If you could save yourself, your wife, your child, or even a stranger by burning something down, the law allows you. If someone breaks into your home and starts destroying it, you may stop them however you need to….
He has no other way to say what so badly needs saying. Our home has been broken into. Our lives are being endangered. The Law allows for all necessary force against unlawful and imminent harm...
In mounting excitement, he sees how he must win the case. Life will cook the seas will rise. The plants lungs will be ripped out. And the law will let this happen, because harm was never imminent enough. Imminent, at the speed of people, is too late. The law must judge Imminent at the speed of trees.”

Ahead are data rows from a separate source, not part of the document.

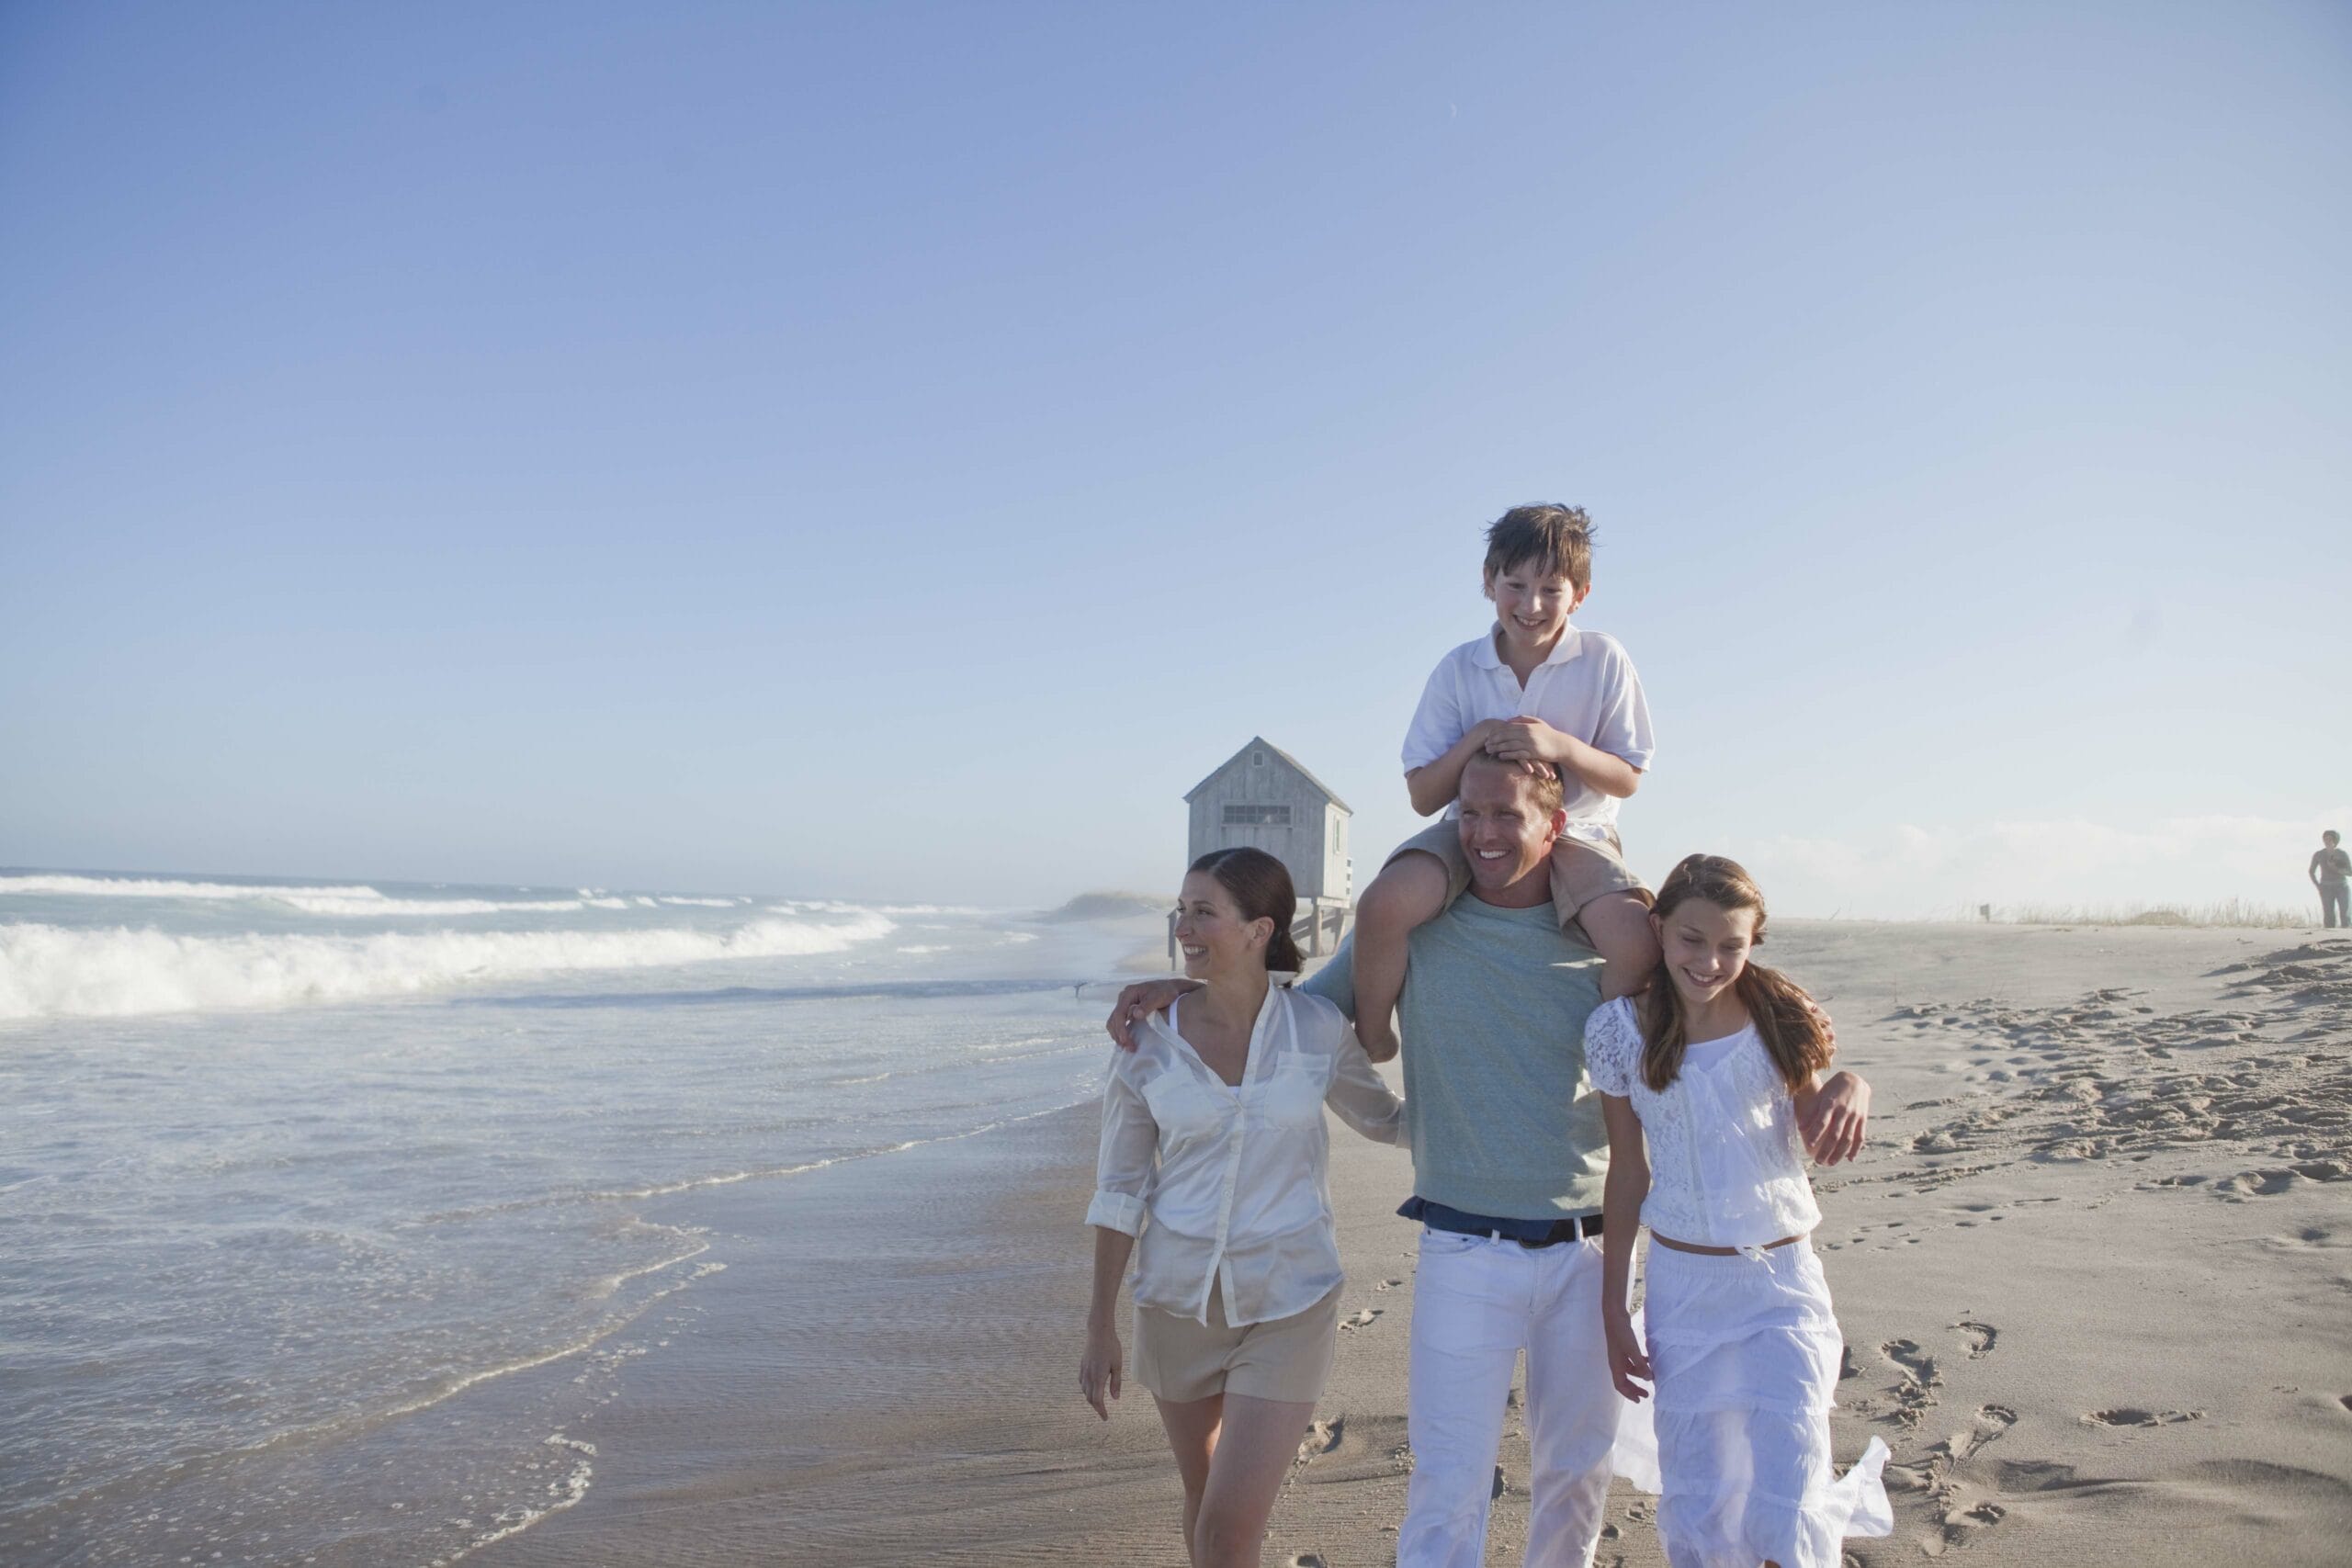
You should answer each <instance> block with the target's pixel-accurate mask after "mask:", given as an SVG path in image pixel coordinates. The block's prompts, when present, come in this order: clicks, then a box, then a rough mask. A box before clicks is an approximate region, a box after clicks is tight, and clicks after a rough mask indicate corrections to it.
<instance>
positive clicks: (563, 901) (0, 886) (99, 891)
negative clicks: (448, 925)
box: [0, 872, 628, 917]
mask: <svg viewBox="0 0 2352 1568" xmlns="http://www.w3.org/2000/svg"><path fill="white" fill-rule="evenodd" d="M26 893H35V896H38V893H49V896H73V898H195V900H209V903H219V900H230V898H238V900H242V898H261V900H268V903H282V905H287V907H292V910H301V912H303V914H360V917H367V914H510V912H522V914H560V912H564V910H588V907H595V910H623V907H628V900H626V898H595V896H590V893H581V896H579V898H527V900H499V898H395V896H390V893H383V891H379V889H372V886H365V884H353V886H270V884H261V882H179V879H169V877H68V875H47V872H33V875H24V877H0V898H7V896H26Z"/></svg>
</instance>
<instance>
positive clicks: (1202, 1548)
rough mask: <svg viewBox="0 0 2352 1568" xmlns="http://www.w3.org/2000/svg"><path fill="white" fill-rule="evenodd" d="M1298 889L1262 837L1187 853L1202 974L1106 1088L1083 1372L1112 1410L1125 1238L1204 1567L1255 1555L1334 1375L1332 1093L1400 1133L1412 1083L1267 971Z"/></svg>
mask: <svg viewBox="0 0 2352 1568" xmlns="http://www.w3.org/2000/svg"><path fill="white" fill-rule="evenodd" d="M1296 903H1298V900H1296V896H1294V893H1291V875H1289V872H1287V870H1284V867H1282V860H1275V858H1272V856H1270V853H1265V851H1263V849H1221V851H1214V853H1207V856H1202V858H1200V860H1195V863H1192V870H1190V875H1188V877H1185V879H1183V898H1181V903H1178V910H1176V943H1178V945H1181V947H1183V969H1185V973H1188V976H1192V978H1195V980H1204V985H1202V987H1200V990H1192V992H1185V994H1183V997H1181V999H1176V1001H1171V1004H1169V1011H1167V1016H1157V1013H1155V1016H1152V1018H1148V1020H1145V1023H1143V1025H1138V1027H1136V1051H1134V1053H1127V1051H1112V1056H1110V1086H1108V1088H1105V1091H1103V1152H1101V1164H1098V1173H1096V1192H1094V1204H1091V1206H1089V1208H1087V1222H1089V1225H1094V1227H1096V1232H1094V1309H1091V1314H1089V1319H1087V1354H1084V1359H1082V1361H1080V1368H1077V1387H1080V1392H1082V1394H1084V1396H1087V1403H1091V1406H1094V1410H1096V1415H1101V1418H1103V1420H1110V1406H1108V1403H1105V1399H1117V1396H1120V1371H1122V1352H1120V1333H1117V1328H1115V1326H1112V1309H1115V1307H1117V1300H1120V1279H1122V1276H1124V1274H1127V1258H1129V1251H1134V1253H1136V1378H1138V1380H1141V1382H1143V1387H1148V1389H1150V1392H1152V1399H1155V1401H1157V1403H1160V1422H1162V1425H1164V1427H1167V1434H1169V1448H1174V1450H1176V1469H1178V1472H1181V1474H1183V1537H1185V1552H1188V1559H1190V1561H1192V1563H1195V1568H1211V1566H1214V1568H1256V1563H1258V1549H1261V1544H1263V1537H1265V1521H1268V1516H1270V1514H1272V1509H1275V1493H1279V1490H1282V1481H1284V1479H1287V1476H1289V1469H1291V1462H1294V1460H1296V1458H1298V1443H1301V1439H1303V1436H1305V1432H1308V1422H1310V1420H1312V1418H1315V1401H1317V1399H1319V1396H1322V1387H1324V1380H1327V1378H1329V1375H1331V1352H1334V1347H1336V1342H1338V1288H1341V1267H1338V1246H1336V1241H1334V1239H1331V1194H1329V1190H1327V1182H1324V1164H1327V1157H1329V1143H1327V1133H1324V1114H1322V1110H1324V1103H1327V1100H1329V1105H1331V1110H1336V1112H1338V1114H1341V1119H1343V1121H1348V1126H1352V1128H1355V1131H1359V1133H1364V1135H1367V1138H1376V1140H1381V1143H1397V1145H1402V1143H1404V1100H1399V1098H1397V1095H1395V1093H1390V1088H1388V1084H1383V1081H1381V1074H1378V1072H1374V1070H1371V1063H1369V1060H1367V1058H1364V1046H1359V1044H1357V1039H1355V1032H1352V1030H1350V1027H1348V1020H1345V1018H1343V1016H1341V1011H1338V1009H1336V1006H1331V1004H1329V1001H1324V999H1322V997H1305V994H1301V992H1294V990H1289V985H1275V983H1272V976H1270V973H1268V971H1291V973H1296V971H1298V945H1296V943H1294V940H1291V912H1294V907H1296ZM1136 1237H1141V1246H1138V1241H1136Z"/></svg>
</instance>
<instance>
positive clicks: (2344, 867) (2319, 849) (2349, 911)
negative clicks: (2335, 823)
mask: <svg viewBox="0 0 2352 1568" xmlns="http://www.w3.org/2000/svg"><path fill="white" fill-rule="evenodd" d="M2312 886H2317V889H2319V924H2321V926H2326V929H2331V931H2333V929H2338V926H2352V853H2347V851H2345V849H2343V839H2340V837H2338V835H2336V830H2333V827H2328V830H2326V832H2321V835H2319V849H2317V851H2314V853H2312Z"/></svg>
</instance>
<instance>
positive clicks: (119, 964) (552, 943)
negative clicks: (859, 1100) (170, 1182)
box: [0, 910, 896, 1018]
mask: <svg viewBox="0 0 2352 1568" xmlns="http://www.w3.org/2000/svg"><path fill="white" fill-rule="evenodd" d="M894 929H896V924H894V922H891V919H889V917H884V914H877V912H873V910H861V912H854V914H844V917H835V919H821V922H809V919H755V922H750V924H746V926H736V929H731V931H689V929H677V926H670V929H656V931H414V933H412V931H383V933H374V936H261V933H254V936H172V933H165V931H155V929H153V926H146V929H136V931H134V929H127V926H115V929H108V931H75V929H66V926H47V924H7V926H0V1018H129V1016H136V1013H188V1011H223V1009H268V1006H301V1004H322V1001H355V999H365V997H400V994H416V992H435V990H454V987H461V985H477V983H482V980H517V978H532V976H553V973H574V971H595V969H666V966H677V964H708V961H717V959H776V957H804V954H821V952H842V950H847V947H854V945H856V943H868V940H875V938H880V936H889V933H891V931H894Z"/></svg>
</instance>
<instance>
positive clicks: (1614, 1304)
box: [1602, 1093, 1651, 1403]
mask: <svg viewBox="0 0 2352 1568" xmlns="http://www.w3.org/2000/svg"><path fill="white" fill-rule="evenodd" d="M1602 1117H1604V1119H1606V1121H1609V1180H1606V1182H1604V1185H1602V1335H1604V1338H1606V1340H1609V1380H1611V1382H1613V1385H1616V1389H1618V1394H1623V1396H1625V1399H1632V1401H1635V1403H1639V1401H1642V1399H1646V1396H1649V1389H1644V1387H1642V1385H1639V1382H1635V1380H1637V1378H1642V1380H1649V1375H1651V1373H1649V1356H1646V1354H1644V1352H1642V1335H1637V1333H1635V1328H1632V1244H1635V1239H1637V1237H1639V1234H1642V1199H1644V1197H1649V1150H1644V1147H1642V1117H1639V1114H1635V1110H1632V1100H1628V1098H1625V1095H1611V1093H1604V1095H1602Z"/></svg>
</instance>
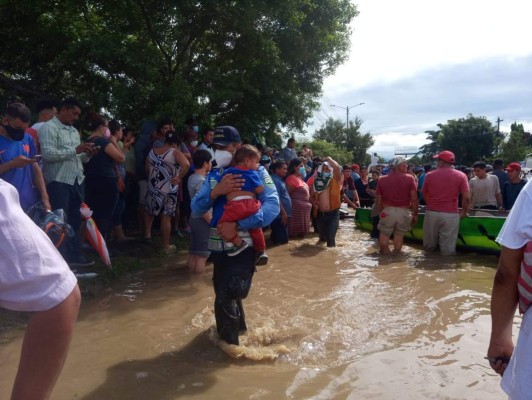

When this argument is proffered, near the end of the novel, the concept of “the speed of trees” has been being slowly constructed under your nose. The speed of trees spans generations of families and society, tying them together in surprising ways, tearing them apart in others. It recalls the Overview effect, a shift in worldview reported by some astronauts after viewing the blue marble of the Earth from a figuratively bird’s-eye view. That we are temporary members of nature contextually embedded in an ecosystem, for which we are responsible, is well-known and uncontroversial. The Overstory effectively imbues that somber reflective overview with charged human emotion, tying our whole society as intimately as it ties our individual life with the natural world. The Overstory is far from a perfect book. The irritants in its lofty writing style are munificent. It’s not even really a vital or pivotal book: Only the most benighted among us need any convincing at this point that the environment is like, good, dude, and only the most fervently mawkish among us need a narrative involving specific characters to come to that realization emotionally. It would be like someone suddenly thinking that the Vietnam War is bad because they just watched Star Wars. Still, the book is filled with passions and paeans that are likely to speak to you if you, like me, quake in the night with apprehensive vexation for the fate of the Earth.